- cross-posted to:
- technology@lemmy.world
- cross-posted to:
- technology@lemmy.world
Today, a prominent child safety organization, Thorn, in partnership with a leading cloud-based AI solutions provider, Hive, announced the release of an AI model designed to flag unknown CSAM at upload. It’s the earliest AI technology striving to expose unreported CSAM at scale.
I am a bit confused how it is legal for them to have the training data here?
Like is there anything a corpo can’t do?
Like why can’t subway Jared and Catholic church “train the AI”
Only half way joking, what’s the catch here?
There are laws around it. Law enforcement doesn’t just delete any digital CSAM they seize.
Known CSAM is archived and analyzed rather than destroyed, and used to recognize additional instances of the same files in the wild. Wherever file scanning is possible.
Institutions and corporation can request licenses to access the database, or just the metadata that allows software to tell if a given file might be a copy of known CSAM.
This is the first time an attempt is being made at using the database to create software able to recognize CSAM that isn’t already known.
I’m personally quite sceptical of the merit. It may well be useful for scanning the public internet, but I’m guessing the plan is to push for it to be somehow implemented for private communication, no matter how badly that compromises the integrity of encryption.
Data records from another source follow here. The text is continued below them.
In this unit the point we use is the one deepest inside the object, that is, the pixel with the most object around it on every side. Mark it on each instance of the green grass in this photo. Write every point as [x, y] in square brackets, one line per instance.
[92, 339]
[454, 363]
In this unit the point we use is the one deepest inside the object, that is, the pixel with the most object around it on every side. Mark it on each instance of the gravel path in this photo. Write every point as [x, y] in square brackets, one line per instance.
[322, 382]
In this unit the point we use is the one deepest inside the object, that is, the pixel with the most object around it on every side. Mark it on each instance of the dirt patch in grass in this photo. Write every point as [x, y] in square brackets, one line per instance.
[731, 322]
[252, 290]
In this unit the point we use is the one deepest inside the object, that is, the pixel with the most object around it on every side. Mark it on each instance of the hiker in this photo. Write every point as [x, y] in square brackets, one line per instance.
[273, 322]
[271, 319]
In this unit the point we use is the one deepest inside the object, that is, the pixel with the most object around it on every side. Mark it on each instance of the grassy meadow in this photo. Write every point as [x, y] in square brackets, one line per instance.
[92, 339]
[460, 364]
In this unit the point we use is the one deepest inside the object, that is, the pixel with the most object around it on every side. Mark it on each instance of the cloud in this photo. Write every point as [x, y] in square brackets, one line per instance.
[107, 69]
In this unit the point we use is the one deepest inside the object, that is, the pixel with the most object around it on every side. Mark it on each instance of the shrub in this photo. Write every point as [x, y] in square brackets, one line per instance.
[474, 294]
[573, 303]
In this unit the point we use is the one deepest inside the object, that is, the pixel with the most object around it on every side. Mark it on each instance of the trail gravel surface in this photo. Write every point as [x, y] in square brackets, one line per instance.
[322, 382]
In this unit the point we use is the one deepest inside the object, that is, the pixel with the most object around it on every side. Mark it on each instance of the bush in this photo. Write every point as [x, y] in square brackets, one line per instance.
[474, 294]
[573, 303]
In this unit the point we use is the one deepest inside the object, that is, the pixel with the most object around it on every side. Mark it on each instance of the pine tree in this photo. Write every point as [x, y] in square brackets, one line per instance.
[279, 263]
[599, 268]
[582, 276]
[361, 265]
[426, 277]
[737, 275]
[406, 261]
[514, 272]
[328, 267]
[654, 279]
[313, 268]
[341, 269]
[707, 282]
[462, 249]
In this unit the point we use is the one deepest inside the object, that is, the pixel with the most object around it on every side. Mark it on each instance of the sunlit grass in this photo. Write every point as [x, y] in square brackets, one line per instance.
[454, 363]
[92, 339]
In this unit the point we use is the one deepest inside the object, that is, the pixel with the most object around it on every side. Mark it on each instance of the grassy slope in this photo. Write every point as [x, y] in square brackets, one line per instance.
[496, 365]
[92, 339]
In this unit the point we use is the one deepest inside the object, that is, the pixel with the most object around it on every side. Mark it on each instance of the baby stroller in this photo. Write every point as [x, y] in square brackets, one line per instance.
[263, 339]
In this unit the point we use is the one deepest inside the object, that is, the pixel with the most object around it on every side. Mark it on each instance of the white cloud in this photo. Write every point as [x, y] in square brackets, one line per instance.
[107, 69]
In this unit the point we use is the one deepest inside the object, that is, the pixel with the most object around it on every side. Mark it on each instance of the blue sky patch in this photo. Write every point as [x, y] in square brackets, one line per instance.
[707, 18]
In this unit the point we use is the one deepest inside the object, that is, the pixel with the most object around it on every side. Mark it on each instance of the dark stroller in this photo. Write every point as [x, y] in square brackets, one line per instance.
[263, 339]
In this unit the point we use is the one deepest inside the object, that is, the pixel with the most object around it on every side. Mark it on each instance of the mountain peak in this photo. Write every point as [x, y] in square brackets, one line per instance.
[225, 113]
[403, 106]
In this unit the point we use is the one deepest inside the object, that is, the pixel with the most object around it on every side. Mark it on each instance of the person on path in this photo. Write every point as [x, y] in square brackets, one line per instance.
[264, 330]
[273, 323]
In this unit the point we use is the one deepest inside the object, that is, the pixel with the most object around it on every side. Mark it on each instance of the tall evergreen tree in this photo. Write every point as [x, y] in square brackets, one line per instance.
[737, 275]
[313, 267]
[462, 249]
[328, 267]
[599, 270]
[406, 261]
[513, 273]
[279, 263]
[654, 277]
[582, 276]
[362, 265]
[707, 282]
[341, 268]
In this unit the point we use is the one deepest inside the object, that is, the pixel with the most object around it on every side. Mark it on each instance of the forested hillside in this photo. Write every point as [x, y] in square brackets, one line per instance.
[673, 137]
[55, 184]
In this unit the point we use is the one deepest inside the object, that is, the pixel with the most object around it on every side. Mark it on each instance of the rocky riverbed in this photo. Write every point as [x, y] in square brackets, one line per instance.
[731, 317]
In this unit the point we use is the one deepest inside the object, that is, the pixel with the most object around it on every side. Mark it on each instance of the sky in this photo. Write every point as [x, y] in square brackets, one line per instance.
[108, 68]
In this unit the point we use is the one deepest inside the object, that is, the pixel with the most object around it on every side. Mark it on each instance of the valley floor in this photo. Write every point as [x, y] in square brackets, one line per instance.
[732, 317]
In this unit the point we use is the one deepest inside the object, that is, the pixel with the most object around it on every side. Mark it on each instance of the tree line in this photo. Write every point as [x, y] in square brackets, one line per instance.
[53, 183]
I don’t think you even need the actual stuff to train a neural network to recognize it. For example, if I wanted to train a neural network to recognize pictures of lions, but I didn’t have any actual pictures of lions, I could use pictures of lion-shaped things, lion-colored things and locations where lions might appear. If a picture is hitting all three of those, it’s very likely to be a lion. Very likely is all a neural network can do, so it’s good enough for my purposes.